Program background: CDER conducted in-depth, mixed-methods analyses to better understand the market penetration and “behavior” of these drug safety risk messages. Using mainstream and social media monitoring and analytics, behavior was assessed on three characteristics determined to be critical to effective risk communications: duration, dissemination, and diffusion.
Evaluation Methods and Results: The study involved the statistical analyses of 48 DSCs released over a two-year period, exploring the print and online media outlet behaviors they generated. Of these, 42 DSCs were analyzed retrospectively and six were tracked and analyzed immediately upon their release in “real time,” using advanced social media listening tools. To better understand consumers’ perceptions of DSC content, the study also included a series of focus groups with healthcare professionals and members of the general public.
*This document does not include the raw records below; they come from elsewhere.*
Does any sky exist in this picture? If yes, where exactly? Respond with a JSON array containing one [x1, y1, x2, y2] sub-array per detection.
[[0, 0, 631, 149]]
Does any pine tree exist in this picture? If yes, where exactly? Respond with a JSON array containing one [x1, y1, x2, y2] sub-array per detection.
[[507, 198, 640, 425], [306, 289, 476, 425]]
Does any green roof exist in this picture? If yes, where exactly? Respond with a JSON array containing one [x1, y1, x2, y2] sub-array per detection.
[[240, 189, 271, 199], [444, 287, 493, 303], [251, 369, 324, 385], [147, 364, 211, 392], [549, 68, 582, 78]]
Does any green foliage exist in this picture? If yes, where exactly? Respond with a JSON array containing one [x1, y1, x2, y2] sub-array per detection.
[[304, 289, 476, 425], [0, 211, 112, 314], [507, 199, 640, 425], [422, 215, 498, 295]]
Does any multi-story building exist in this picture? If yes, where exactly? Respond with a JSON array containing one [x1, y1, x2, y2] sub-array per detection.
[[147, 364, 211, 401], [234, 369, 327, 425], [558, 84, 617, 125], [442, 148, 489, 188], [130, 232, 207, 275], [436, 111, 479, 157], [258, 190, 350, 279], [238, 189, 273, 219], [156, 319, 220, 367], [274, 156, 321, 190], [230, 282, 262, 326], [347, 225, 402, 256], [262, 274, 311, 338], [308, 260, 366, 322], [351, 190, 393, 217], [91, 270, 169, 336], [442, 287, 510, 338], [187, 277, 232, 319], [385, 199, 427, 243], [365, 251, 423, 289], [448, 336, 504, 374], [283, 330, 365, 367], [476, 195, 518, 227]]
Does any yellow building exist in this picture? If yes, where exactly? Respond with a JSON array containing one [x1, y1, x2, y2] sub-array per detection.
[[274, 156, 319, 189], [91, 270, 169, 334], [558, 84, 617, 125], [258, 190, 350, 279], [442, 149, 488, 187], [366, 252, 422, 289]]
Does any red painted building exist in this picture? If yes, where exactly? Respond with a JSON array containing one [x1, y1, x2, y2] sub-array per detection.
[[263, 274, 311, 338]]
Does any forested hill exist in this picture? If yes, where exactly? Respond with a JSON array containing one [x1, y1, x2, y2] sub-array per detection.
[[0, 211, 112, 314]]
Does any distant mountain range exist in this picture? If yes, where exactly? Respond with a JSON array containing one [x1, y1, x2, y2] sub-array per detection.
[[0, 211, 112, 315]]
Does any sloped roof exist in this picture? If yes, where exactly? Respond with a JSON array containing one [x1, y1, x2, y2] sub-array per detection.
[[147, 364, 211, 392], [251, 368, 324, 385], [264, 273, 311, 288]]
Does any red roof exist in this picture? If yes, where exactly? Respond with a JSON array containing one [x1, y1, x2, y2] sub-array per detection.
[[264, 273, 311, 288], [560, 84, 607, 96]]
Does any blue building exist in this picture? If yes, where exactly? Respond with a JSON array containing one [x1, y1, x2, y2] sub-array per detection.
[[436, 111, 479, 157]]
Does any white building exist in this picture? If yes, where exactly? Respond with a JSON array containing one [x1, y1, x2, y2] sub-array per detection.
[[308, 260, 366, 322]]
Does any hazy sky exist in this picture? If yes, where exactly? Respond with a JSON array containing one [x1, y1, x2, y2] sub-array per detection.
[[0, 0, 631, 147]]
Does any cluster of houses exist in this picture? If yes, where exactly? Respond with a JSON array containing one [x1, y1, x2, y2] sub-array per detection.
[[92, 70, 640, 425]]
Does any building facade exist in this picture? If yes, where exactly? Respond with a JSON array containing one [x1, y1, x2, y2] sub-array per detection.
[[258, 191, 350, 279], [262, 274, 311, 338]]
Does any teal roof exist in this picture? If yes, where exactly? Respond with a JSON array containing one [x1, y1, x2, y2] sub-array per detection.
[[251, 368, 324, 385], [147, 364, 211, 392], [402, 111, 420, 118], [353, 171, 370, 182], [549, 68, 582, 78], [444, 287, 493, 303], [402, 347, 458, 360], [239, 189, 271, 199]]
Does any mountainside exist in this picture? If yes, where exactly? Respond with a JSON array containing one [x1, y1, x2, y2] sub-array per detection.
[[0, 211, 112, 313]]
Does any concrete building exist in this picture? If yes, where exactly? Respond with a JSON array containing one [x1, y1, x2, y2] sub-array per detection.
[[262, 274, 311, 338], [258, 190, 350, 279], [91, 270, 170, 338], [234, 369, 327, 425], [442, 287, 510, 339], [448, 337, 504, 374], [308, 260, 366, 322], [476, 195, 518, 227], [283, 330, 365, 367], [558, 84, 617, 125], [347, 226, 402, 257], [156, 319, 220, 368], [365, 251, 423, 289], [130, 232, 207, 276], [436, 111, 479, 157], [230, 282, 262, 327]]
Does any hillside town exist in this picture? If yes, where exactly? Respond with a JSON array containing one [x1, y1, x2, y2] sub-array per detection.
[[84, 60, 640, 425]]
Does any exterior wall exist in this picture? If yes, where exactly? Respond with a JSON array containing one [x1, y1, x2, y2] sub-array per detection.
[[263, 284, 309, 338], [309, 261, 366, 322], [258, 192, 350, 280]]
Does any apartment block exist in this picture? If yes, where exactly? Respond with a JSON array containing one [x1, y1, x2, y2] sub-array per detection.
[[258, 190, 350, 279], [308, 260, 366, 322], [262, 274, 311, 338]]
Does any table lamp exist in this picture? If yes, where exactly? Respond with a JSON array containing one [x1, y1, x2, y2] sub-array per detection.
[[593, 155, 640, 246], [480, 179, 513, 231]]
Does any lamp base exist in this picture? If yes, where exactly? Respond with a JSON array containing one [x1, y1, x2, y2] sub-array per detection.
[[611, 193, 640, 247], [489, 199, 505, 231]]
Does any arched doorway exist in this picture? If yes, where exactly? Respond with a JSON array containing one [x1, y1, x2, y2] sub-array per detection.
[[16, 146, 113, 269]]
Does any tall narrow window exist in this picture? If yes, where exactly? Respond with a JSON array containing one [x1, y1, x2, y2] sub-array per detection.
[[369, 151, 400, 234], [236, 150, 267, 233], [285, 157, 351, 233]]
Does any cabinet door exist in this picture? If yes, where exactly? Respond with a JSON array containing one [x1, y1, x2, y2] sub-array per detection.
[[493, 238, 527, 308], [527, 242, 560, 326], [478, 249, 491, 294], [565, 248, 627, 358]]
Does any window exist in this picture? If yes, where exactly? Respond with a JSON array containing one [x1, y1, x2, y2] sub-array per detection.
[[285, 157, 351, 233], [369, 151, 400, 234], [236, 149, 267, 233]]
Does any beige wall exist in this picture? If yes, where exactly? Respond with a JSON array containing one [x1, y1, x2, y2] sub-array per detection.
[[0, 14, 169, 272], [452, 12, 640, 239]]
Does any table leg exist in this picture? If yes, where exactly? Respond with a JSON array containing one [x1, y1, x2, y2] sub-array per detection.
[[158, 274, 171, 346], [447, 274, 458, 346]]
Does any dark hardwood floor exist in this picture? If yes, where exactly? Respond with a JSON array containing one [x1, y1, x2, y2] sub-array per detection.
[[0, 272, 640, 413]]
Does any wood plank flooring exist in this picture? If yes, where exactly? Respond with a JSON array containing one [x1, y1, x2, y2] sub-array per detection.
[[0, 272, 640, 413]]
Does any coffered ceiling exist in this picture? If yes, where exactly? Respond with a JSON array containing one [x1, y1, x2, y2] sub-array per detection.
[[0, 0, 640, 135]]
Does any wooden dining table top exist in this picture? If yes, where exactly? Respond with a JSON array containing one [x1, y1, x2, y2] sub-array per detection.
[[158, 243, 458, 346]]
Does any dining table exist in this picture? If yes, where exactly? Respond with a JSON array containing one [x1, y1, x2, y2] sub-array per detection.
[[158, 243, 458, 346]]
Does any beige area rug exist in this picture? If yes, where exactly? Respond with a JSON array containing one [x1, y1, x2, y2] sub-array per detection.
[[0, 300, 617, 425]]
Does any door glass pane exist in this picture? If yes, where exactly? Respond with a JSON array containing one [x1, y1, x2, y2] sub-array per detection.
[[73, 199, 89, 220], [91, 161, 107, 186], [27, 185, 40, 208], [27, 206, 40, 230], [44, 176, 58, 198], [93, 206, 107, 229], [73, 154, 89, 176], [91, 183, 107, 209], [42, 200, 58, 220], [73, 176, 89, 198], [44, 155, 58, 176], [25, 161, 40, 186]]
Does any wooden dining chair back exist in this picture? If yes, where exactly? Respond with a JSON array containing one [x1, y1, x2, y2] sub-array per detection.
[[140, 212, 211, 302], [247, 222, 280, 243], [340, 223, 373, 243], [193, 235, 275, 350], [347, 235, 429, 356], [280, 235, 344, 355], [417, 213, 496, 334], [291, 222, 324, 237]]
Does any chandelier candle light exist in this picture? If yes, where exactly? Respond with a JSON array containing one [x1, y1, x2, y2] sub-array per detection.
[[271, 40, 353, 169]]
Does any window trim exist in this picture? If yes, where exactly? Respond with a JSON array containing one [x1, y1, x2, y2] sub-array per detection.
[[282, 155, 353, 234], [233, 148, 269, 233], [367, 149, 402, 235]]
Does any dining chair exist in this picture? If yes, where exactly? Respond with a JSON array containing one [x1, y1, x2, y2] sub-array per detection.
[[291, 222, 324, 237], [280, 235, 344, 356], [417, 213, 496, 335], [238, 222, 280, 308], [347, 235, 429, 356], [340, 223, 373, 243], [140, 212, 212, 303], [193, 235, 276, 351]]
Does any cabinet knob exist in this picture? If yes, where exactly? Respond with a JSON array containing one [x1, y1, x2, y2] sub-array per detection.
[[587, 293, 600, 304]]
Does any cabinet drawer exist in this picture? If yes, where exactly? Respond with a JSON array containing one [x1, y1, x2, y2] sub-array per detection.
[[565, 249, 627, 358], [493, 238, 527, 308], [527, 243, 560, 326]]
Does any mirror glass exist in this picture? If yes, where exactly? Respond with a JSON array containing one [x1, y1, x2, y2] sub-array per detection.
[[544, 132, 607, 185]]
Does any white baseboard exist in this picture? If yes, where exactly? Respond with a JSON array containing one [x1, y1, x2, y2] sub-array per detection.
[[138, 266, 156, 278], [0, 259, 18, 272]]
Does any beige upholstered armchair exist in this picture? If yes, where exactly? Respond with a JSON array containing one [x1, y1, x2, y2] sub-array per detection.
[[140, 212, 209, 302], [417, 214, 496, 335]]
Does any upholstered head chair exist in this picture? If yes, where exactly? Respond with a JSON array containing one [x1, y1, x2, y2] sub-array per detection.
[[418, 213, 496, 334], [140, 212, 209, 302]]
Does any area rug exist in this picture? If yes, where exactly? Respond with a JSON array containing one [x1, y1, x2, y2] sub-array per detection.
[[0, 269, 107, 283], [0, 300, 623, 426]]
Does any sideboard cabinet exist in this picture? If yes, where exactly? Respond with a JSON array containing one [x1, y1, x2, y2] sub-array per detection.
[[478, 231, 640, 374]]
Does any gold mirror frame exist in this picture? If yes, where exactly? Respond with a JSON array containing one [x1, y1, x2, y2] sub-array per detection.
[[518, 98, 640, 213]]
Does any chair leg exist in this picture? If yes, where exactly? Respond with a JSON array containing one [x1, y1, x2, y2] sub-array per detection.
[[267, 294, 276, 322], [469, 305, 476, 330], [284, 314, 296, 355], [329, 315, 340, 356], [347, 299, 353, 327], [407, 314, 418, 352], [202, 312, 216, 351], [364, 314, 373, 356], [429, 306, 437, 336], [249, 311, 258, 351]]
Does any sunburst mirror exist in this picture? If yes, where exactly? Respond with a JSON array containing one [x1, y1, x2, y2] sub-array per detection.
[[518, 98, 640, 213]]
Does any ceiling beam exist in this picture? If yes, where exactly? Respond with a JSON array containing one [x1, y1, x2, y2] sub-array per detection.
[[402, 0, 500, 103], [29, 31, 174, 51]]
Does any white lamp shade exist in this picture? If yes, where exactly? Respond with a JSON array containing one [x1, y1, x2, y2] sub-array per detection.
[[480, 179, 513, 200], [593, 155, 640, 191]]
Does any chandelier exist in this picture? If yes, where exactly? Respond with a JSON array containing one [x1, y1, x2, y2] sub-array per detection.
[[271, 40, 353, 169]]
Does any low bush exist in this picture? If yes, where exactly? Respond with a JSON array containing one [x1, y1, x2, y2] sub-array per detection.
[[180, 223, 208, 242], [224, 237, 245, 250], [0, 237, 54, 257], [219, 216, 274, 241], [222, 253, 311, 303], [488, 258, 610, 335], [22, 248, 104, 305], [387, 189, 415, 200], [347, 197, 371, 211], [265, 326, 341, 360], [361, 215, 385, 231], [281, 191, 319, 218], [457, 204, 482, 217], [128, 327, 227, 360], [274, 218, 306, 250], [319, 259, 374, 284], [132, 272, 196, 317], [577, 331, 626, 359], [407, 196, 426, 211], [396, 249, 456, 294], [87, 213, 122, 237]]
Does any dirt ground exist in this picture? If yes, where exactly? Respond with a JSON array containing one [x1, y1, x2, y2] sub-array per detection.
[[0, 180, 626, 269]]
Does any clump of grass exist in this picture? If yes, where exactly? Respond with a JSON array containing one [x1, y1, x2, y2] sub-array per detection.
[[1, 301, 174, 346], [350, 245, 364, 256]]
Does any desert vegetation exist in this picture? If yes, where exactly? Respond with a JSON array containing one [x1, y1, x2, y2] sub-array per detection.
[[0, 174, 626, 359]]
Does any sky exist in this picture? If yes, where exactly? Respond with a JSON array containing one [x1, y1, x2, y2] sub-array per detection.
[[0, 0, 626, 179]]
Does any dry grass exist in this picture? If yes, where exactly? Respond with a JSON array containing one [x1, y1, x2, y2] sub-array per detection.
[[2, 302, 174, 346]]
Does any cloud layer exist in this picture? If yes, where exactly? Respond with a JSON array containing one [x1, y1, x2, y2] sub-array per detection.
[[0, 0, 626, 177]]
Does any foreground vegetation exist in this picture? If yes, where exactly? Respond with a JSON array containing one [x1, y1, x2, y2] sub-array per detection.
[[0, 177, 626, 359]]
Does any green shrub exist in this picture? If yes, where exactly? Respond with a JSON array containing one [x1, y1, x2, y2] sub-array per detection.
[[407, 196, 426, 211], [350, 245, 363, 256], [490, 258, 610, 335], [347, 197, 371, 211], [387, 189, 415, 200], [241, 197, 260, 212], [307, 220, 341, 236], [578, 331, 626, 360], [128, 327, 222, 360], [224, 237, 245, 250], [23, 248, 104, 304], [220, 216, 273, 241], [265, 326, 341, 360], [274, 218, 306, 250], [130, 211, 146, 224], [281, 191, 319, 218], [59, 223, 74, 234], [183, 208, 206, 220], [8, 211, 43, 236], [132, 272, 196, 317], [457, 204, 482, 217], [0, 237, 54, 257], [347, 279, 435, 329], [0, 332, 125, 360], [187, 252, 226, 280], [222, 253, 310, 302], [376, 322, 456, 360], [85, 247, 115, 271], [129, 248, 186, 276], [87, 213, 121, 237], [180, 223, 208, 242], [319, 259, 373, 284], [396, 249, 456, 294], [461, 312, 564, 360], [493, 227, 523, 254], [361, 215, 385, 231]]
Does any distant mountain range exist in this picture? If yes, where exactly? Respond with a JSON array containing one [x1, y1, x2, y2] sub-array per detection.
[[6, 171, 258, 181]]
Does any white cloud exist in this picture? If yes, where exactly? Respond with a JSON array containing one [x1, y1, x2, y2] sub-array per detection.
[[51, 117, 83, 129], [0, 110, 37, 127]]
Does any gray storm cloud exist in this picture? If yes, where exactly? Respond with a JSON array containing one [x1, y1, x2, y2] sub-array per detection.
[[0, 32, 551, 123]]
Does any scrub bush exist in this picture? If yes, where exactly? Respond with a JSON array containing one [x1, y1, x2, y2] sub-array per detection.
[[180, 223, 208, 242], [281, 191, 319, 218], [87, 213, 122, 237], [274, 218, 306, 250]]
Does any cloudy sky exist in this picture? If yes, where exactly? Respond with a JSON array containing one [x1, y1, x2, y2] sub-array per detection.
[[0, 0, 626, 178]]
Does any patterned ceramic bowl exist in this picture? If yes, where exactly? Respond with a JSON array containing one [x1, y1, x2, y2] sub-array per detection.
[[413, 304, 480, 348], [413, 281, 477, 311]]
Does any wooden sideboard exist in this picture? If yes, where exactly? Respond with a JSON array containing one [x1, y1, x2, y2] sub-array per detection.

The effort also included a thorough internal audit of CDER’s processes for communicating drug safety risk information via interviews with CDER personnel and the FDA Drug Safety Oversight Board. Analyses of both quantitative (regression, correlation, and factor analyses) and qualitative data provide the evidence base for our conclusions.
Conclusions: Results from media monitoring indicated that all DSCs behaved similarly over time in the media, with activity peaking within the first two days of release and then sharply declining. However, each DSC displayed its own fingerprint – how, when, and where it was “picked up” in the media and by what media outlets. The most significant driver of message behavior was media “chatter” about the topic before DSC release, even discussion unrelated to the specific safety issue being communicated and regardless of whether its tone was positive or negative. The statistical analysis concluded that several key levers within the message content and layout are available for FDA to manipulate to, in turn, influence media coverage and increase message dissemination, duration, and diffusion.
Implications for research and/or practice: This initiative showed that changes to health messages – such as inclusion of information targeted to particular stakeholders, layout modification, descriptive titles and headings, and active phrasing of key points – have potential to produce large impacts on message spread. Contemporaneous tracking of messages also allows communicators to intervene in real time in an effort to increase the success of communications and ensure accurate messaging is being disseminated through external channels. FDA is using the results of this research to enhance its DSCs and other risk communications, but these findings are also relevant for improving content, dissemination, and overall impact of other health communications.